Normal State = Closed
DME Activated State = Open
When does the DME active it ? During startup- may be throttle related to prevent pushing fuel mixture down the line during 0-occasioanlly positive pressure situations (gearing down, engine braking, perhaps)
Symptoms of stuck Open = Always draws fuel vapour into the manifold, destruction of the charcoal effectiveness (needs repalcement each year anyhow) and yet another soucrce of unmetered air going into the manifold. (Slight fuel economy impact)
Symptoms of stuck Closed = Doesn't draw fumes from the fuel tank, so tank will pressurise regulalry instead of very occasionally depending on the weather/use pattern.
Good questions! :)
ss2115
01-29-2011, 07:01 PM
I just replaced my charcoal canister after reading this thread.

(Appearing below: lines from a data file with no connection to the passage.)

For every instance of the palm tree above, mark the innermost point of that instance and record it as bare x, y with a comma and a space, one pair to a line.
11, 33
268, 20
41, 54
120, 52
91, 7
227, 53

Ever since I aquired the car, its always smelt of petrol after a fillup and for the first couple of days and then disappears.
We've been over the tank plastic tank for leaks and also the air breathers etc in the wheel arch with no stains or signs of leaks. Checked the fuel sender gasket as well - no leaks.
So I'm hoping this is the cure.
by the way - seems to me that if charcoal pellets are a problem being suchked out of the canister and into the purge valve, inserting a cheap inline fuel filter between canister and purge valve would prevent this. In my M50 it would sit under the power steering resevour and not even be seen.
Mordan
01-30-2011, 03:44 PM
great answers! thx genphreak
let us know if it solved your gas smells!